Advocacy News and Action Items

Bloomberg News: SEC Plans to Drop Its 13F Proposal

On October 27, Bloomberg News, citing people familiar with the matter, reported that the U.S. Securities and Exchange Commission was planning to withdraw its proposed amendments to its Form 13F disclosure rules. The SEC has not officially confirmed that it plans to abandon this proposal. 

Assuming that this Bloomberg News story is accurate, NIRI is pleased to hear that the SEC has listened to the nearly unanimous views of the hundreds of issuers, investors, and assocations that objected to this proposal. Overall, the SEC received more than 2,260 comments and letters on 13F; 99 percent oppposed the SEC's proposed amendments, according to Goldman Sachs.   

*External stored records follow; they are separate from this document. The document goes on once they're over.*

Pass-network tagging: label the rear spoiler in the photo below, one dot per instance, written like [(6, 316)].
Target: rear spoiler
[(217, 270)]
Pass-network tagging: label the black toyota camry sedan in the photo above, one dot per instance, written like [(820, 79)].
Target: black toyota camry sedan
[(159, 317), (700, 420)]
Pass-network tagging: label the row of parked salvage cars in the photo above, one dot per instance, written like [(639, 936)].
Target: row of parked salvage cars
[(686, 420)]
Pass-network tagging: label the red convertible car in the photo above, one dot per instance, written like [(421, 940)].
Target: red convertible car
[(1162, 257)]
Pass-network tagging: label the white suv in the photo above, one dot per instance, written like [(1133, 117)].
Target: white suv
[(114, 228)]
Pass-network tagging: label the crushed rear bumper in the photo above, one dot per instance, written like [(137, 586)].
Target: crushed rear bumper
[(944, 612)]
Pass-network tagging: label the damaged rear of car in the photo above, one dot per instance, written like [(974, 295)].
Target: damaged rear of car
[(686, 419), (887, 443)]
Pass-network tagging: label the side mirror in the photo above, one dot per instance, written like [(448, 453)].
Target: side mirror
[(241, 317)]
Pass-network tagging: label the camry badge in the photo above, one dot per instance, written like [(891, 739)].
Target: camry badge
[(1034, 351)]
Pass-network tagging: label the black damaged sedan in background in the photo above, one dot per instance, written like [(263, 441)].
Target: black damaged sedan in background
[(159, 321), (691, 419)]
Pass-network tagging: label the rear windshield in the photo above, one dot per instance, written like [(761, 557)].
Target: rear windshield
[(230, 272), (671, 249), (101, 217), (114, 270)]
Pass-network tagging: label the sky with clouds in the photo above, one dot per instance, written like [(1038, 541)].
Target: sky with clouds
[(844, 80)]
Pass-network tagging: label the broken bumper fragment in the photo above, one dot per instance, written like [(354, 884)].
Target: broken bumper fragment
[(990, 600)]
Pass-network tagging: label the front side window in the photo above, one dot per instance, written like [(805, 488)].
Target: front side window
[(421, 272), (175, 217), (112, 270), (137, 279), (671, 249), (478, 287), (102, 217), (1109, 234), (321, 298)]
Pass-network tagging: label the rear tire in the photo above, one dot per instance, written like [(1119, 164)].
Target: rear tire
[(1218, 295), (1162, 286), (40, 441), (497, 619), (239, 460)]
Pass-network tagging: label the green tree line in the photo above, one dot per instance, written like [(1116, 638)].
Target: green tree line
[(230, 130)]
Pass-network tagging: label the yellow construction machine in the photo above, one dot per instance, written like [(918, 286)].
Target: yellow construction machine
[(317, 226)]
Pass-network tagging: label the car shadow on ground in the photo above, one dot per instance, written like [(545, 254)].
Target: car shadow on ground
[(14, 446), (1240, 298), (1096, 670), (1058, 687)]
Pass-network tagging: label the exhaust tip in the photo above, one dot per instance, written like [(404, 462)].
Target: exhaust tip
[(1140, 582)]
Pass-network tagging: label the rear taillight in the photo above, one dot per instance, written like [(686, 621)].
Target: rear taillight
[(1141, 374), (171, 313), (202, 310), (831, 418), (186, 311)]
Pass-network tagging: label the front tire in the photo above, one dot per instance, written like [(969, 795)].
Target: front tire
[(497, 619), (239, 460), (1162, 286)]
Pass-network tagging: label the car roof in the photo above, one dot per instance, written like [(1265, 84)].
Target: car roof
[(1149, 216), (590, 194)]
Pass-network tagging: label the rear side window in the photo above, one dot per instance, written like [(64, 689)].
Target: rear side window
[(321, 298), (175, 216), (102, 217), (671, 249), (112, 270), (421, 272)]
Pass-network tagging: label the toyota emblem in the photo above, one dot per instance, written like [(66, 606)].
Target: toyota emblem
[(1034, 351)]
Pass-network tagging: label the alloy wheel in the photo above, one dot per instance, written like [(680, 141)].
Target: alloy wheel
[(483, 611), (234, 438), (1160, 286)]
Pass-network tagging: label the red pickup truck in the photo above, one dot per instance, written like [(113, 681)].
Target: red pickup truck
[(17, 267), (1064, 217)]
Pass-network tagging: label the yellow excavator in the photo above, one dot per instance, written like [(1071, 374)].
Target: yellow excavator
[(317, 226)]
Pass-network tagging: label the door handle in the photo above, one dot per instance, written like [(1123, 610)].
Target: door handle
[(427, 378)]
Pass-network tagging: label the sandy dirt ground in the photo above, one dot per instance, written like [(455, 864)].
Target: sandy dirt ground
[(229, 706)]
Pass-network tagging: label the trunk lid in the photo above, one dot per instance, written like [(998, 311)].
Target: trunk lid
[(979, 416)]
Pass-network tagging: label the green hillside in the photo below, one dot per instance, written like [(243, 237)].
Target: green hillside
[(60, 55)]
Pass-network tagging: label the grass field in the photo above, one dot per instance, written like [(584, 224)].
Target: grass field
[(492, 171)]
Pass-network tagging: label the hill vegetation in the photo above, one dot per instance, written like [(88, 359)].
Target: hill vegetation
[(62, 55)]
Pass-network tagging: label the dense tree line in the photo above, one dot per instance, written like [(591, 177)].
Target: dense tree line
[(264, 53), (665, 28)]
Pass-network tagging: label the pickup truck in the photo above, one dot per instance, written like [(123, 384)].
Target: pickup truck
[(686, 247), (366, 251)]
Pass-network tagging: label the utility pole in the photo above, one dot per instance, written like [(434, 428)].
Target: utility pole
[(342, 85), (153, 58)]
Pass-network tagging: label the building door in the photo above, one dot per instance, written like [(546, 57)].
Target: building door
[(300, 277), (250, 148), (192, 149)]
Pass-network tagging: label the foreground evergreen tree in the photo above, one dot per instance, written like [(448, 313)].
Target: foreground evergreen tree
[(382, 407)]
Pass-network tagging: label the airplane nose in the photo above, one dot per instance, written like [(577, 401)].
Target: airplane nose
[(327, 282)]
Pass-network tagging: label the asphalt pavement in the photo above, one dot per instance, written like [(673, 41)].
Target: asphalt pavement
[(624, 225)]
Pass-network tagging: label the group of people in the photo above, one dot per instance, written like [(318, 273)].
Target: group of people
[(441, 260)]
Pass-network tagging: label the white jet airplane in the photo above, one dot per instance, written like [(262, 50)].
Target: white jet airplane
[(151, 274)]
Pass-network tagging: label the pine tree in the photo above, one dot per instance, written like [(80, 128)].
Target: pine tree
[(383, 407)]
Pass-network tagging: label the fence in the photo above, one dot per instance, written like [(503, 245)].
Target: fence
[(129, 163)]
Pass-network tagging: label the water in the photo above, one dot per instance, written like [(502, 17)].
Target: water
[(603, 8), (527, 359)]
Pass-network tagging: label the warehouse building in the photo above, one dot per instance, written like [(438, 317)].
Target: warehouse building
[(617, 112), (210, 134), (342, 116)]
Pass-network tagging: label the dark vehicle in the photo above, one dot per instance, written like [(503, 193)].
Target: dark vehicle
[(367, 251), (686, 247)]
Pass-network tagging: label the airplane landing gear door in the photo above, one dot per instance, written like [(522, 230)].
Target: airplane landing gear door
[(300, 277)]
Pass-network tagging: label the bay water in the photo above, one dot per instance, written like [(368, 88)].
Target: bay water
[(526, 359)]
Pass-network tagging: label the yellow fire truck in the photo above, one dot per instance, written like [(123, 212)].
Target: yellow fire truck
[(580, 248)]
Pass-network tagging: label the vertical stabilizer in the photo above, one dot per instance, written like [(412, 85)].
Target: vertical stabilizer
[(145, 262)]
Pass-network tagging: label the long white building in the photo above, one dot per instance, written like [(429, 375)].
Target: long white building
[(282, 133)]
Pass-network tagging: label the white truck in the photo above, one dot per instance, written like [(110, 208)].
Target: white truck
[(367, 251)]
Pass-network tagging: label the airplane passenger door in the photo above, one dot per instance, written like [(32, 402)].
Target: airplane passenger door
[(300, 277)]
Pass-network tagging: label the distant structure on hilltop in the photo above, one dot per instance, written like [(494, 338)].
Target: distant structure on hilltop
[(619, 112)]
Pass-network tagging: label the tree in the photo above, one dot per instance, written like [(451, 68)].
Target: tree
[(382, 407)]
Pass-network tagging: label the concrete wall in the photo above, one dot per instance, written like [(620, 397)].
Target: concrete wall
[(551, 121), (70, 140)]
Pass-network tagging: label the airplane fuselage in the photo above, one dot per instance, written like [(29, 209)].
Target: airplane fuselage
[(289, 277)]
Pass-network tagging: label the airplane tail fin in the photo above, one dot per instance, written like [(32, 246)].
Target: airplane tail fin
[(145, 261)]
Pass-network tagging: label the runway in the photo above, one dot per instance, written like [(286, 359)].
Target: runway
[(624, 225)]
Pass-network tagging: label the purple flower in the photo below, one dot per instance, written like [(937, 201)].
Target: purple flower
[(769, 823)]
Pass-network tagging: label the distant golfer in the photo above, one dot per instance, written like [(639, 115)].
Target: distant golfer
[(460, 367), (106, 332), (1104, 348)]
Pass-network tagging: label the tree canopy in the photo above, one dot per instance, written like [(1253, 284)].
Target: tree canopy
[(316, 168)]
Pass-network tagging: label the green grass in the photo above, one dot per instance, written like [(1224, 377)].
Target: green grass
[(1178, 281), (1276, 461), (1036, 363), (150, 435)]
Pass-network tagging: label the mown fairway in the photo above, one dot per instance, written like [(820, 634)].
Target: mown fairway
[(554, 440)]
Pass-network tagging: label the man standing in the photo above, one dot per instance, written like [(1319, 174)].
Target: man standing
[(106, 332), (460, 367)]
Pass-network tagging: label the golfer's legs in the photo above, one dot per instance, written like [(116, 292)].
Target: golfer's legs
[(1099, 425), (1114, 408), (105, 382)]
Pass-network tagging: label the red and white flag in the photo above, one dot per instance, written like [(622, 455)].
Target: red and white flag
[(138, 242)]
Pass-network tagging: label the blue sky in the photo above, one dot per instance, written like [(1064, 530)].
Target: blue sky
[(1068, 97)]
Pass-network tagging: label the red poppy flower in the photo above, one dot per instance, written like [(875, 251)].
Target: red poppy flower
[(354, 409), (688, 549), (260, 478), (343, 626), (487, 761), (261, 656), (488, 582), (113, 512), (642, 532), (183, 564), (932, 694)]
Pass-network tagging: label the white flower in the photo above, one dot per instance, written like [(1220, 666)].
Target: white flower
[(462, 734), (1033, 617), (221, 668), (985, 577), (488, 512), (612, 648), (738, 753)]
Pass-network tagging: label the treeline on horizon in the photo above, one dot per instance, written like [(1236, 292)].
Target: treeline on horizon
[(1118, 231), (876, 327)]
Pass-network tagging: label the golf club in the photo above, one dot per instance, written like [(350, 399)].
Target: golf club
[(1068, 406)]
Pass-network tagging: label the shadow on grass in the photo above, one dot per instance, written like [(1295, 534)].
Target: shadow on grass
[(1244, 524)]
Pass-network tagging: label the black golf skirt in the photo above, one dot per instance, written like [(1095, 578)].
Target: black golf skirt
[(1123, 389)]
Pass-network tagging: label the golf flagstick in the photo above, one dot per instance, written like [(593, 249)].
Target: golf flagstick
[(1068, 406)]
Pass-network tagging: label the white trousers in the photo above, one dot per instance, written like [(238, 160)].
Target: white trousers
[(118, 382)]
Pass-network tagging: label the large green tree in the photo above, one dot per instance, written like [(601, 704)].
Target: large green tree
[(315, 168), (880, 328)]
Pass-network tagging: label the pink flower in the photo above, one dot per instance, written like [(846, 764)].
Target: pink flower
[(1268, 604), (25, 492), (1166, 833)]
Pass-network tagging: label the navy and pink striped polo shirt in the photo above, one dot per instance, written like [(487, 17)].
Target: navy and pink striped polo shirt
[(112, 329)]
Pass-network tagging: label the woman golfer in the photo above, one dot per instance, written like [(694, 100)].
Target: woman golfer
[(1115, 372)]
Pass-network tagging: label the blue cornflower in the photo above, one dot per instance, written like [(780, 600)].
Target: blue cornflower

In particular, NIRI thanks the 250 public companies, 28 counseling firms, and five other associations that signed on to NIRI letters opposing these proposed rules. Those letters can be found here and here. The 250 issuers that participated in this effort have a combined market capitalization of almost $3 trillion. NIRI also was joined by Nareit, the Federation of American Hospitals, the Insured Retirement Institute, the Independent Petroleum Association of America, and the Chief Executives for Corporate Purpose's CEO Investor Forum.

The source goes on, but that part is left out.